Friday, July 21, 2017

Traveling from Port au Prince and First Day at Lemuel

Friday, July 7 
Sometime in the middle of the night I wake up due to an unusual silence. The fan blowing humid air at me has shut off and everything is still and dark. With no city power, the battery bank powering the guesthouse must have given out. A few moments later I hear the rumble, rumble of a generator being started up. Within seconds the fan kicks back to life once again. I doze off again only to be awakened shortly thereafter by growling dogs and crowing roosters. 

6:15 a.m. 
Wide awake long before my alarm goes off, I take the time to read through the devotional guide Hungry For Life has provided. Today’s topic is the importance of solitude and how quiet time is not about being all along, but being alone with God. Some of the reference verses include: 

Mark 1:35 
And in the morning, rising up a great while before day, He (Jesus) went out, and departed into a solitary place, and there prayed. 

And Lamentations 3:25-28 The Lord is good unto them that wait for Him, to the soul that seeketh Him. It is good that a man should both hope and quietly wait for the salvation of the Lord. It is good for a man that he bear the yoke in his youth. He sitteth alone and keepeth silence, because He hath borne it upon him. 
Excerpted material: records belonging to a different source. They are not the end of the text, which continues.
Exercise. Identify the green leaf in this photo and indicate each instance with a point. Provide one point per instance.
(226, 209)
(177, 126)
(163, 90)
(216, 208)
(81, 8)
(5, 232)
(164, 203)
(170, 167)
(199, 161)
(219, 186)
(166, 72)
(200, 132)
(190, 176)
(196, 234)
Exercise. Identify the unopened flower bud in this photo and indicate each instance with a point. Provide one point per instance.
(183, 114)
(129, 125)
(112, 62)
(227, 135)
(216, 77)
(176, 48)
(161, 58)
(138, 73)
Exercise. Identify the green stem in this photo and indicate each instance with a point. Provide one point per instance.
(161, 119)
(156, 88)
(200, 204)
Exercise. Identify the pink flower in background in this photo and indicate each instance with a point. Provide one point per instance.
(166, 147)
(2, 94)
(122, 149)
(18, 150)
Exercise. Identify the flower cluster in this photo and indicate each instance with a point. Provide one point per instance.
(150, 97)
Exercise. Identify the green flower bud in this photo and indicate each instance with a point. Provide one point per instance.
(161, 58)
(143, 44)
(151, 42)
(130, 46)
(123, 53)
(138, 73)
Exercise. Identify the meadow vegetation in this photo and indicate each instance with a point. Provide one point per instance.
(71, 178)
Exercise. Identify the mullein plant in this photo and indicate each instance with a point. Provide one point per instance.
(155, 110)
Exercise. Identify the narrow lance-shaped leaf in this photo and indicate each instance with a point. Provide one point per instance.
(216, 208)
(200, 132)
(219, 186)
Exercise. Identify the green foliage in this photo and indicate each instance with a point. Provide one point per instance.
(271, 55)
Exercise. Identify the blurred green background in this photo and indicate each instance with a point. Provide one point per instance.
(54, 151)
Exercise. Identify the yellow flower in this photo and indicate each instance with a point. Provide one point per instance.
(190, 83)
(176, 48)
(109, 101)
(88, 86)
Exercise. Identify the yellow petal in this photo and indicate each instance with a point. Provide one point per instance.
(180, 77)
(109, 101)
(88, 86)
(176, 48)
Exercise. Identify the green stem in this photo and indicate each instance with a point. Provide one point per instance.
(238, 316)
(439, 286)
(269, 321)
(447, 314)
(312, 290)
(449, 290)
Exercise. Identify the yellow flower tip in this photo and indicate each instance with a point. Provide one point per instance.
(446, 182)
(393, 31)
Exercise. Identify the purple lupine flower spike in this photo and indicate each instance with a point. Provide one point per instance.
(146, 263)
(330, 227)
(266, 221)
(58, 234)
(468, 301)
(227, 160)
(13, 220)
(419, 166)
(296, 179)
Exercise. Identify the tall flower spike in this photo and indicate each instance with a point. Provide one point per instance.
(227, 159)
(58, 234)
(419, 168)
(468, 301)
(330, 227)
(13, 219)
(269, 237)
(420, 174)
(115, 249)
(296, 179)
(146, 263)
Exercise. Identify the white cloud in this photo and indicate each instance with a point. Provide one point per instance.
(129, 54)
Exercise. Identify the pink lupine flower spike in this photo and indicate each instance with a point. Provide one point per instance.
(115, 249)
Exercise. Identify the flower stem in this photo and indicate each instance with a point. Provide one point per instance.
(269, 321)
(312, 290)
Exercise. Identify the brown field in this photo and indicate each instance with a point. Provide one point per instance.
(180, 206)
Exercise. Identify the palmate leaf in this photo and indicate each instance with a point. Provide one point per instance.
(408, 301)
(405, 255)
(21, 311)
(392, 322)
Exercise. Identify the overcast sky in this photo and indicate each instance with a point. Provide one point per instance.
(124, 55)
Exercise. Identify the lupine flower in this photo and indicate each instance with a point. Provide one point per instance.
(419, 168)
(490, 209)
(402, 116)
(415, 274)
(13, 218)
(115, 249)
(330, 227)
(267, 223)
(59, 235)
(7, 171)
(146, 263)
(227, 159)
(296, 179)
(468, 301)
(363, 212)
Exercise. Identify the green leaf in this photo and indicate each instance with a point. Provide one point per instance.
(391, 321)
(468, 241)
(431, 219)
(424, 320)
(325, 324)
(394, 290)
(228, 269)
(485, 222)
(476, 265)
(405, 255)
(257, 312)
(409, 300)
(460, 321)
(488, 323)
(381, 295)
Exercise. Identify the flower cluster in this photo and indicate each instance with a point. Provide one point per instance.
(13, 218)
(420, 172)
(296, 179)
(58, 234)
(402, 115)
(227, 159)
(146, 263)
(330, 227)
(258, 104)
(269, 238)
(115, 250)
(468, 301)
By 6:50 a.m. the rest of the group begins to wake up and get ready so I get to work unlocking a myriad of security gates and doors so we can get into the courtyard. The final hurdle is an iron gate leading onto the street, but no matter which one of the forty keys I try the lock refuses to budge. 

By now it’s already 7:30 a.m., the time our driver, Pierre, is supposed to pick us up and drive us to the airport, but I have no way of seeing if he is waiting outside the gate or not. I decide to just call him and he reassures me he is coming. This really means nothing to me as in Haiti “I’m coming” could mean in 5 minutes or 5 hours. 

I get back to work on the gate with the help of a Haitian youth who has at some point replaced our guard from the previous night. When we finally manage to get it open he high fives me with a big grin. 

A few minutes later I hear the friendly beep beep of our taxi van and after piling all our suitcases on top we squish in.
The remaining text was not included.